Rupiah Melemah, Pidato Gubernur The Fed Dianggap Pemicu
- VIVAnews/Muhamad Solihin
VIVA – Nilai tukar rupiah mengalami pelemahan terhadap dolar Amerika Serikat (AS), yakni mencapai Rp13.700 per dolar AS.
Ekonom Bank Mandiri Sekuritas Aldian Taloputra menganggap hal ini disebabkan kekhawatiran pelaku pasar atas pidato Jerome H Powell yang mengindikasikan kenaikan suku bunga The Fed lebih tinggi dari perkiraan.
Pidato Gubernur Bank Sentral Amerika Serikat atau Federal Reserve (The Fed), Jerome H Powell, menurut Aldian memiliki pesan yang bernada Hawkish, atau memberikan indikasi kenaikan suku bunga atau Fed Fund Rate (FFR) lebih banyak.
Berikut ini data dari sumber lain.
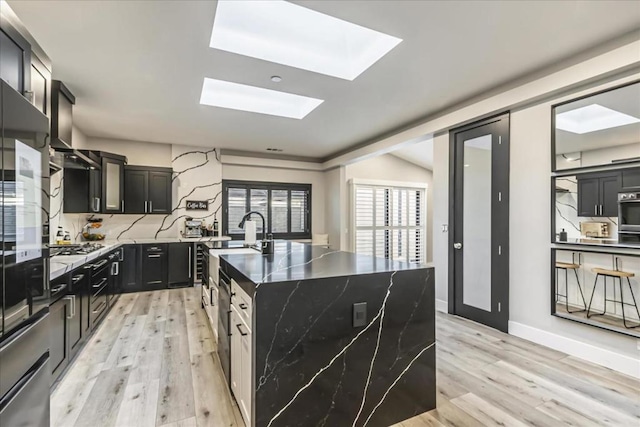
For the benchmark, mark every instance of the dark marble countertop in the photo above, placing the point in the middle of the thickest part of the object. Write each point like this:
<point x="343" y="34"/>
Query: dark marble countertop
<point x="298" y="261"/>
<point x="598" y="242"/>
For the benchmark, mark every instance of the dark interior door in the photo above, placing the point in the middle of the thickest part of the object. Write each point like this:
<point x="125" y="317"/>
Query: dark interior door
<point x="479" y="215"/>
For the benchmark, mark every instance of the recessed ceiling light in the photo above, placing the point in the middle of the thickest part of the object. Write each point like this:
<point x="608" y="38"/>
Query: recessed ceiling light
<point x="592" y="118"/>
<point x="219" y="93"/>
<point x="288" y="34"/>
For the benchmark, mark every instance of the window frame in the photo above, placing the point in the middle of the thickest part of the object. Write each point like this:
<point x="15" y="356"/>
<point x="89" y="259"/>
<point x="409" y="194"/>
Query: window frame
<point x="391" y="185"/>
<point x="269" y="186"/>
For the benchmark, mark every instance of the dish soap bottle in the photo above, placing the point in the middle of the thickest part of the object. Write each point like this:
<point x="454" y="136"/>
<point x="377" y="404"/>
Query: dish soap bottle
<point x="60" y="236"/>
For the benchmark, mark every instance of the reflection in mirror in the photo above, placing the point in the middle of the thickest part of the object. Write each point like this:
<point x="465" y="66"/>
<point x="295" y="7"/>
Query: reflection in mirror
<point x="579" y="289"/>
<point x="578" y="212"/>
<point x="599" y="129"/>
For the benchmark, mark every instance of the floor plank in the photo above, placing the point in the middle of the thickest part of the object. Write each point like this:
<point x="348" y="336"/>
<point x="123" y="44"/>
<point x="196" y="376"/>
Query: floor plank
<point x="152" y="362"/>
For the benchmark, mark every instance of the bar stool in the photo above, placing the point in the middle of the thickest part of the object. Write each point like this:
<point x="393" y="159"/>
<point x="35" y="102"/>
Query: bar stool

"Pesannya sih agak Hawkish. Jadi kalau kami lihat, semuanya hampir merata. Jadi kemarin gara-gara statement itu, menguat dolar AS. Makanya kalau kami lihat pergerakan mata uang di region semuanya melemah, termasuk Indonesia," papar Aldian saat dihubungi VIVA, Kamis 1 Maret 2018.
Di samping itu, Aldian menganggap, untuk tren pelemahan ini dalam jangka pendek menengah cenderung bergantung dari fokus pelaku pasar yang masih memonitor pernyataan dari di Fed, apakah kenaikan FFR akan sesuai dengan data-data perekonomian AS.
"Mungkin saja masih terus terjadi, tapi kalau angka-angkanya yang keluar sudah mulai moderat, mungkin saja akan stabil. Yang akan diperhatikan orang lebih dari sisi globalnya, khususnya dari Amerika," ujar Aldian.
Meski demikian, Aldian memprediksi, arah dolar AS cenderung akan melemah karena kemungkinan inflasi di AS yang relatif terjaga.
"Kalo dari view kami, dolar arahnya melemah, karena agak teknikal. Tapi, kami pikir ekspektasi inflasi di AS relatif terjaga, jadi kami ekspektasikan kurva suku bunga di Amerika lebih flattern, yang mendukung dolar AS melemah sebetulnya," tuturnya.
Aldian menambahkan, pelemahan nilai tukar rupiah terhadap dolar AS ini memiliki potensi inflasi di Indonesia, terutama berasal dari barang-barang impor pemerintah yang masih cukup banyak didominasi barang-barang sektor energi.
"Yang pasti karena tertekannya rupiah ini dampaknya ke inflasi, jadi harga harga barang yang diimpor, seperti BBM yang masih impor itu pasti terpengaruh dengan rupiah yang melemah,” kata dia.
Tapi, kalau dilihat, dia menjelaskan, pemerintah tidak akan menaikkan harga-harga energi, termasuk listrik atau BBM premium. “Seharusnya sih dampaknya enggak signifikan selama itu dijaga. Makanan juga dijaga kan harganya," ujarnya.
Karena itu, Aldian mengatakan, agar dapat menghadapi pelemahan nilai tukar tersebut, pemerintah harus mengambil langkah-langkah yang mampu menjaga stabilitas nilai tukar rupiah, yakni kebijakan moneter yang prudent.
"Saya rasa harus tetap kebijakan moneternya prudent, stabilitas nilai tukarnya harus dijaga. Tapi bukan artinya level rupiah ini dijaga di level tertentu, tapi volatilitasnya,” kata Aldian.
“Jadi kalau memang tekanan regional tinggi, regional melemah nilai tukarnya, kita melemah juga itu enggak masalah, tapi harus tetap dijaga pergerakannya," tuturnya.
Sepanjang perdagangan kemarin, rupiah bergerak di kisaran Rp13.705-Rp13.722 per dolar AS atau melemah 0,23 persen. Pelemahan ini juga terjadi di negara Asia lainnya, dipimpin peso Filipina sebesar 0,5 persen dan baht Thailand 0,31 persen.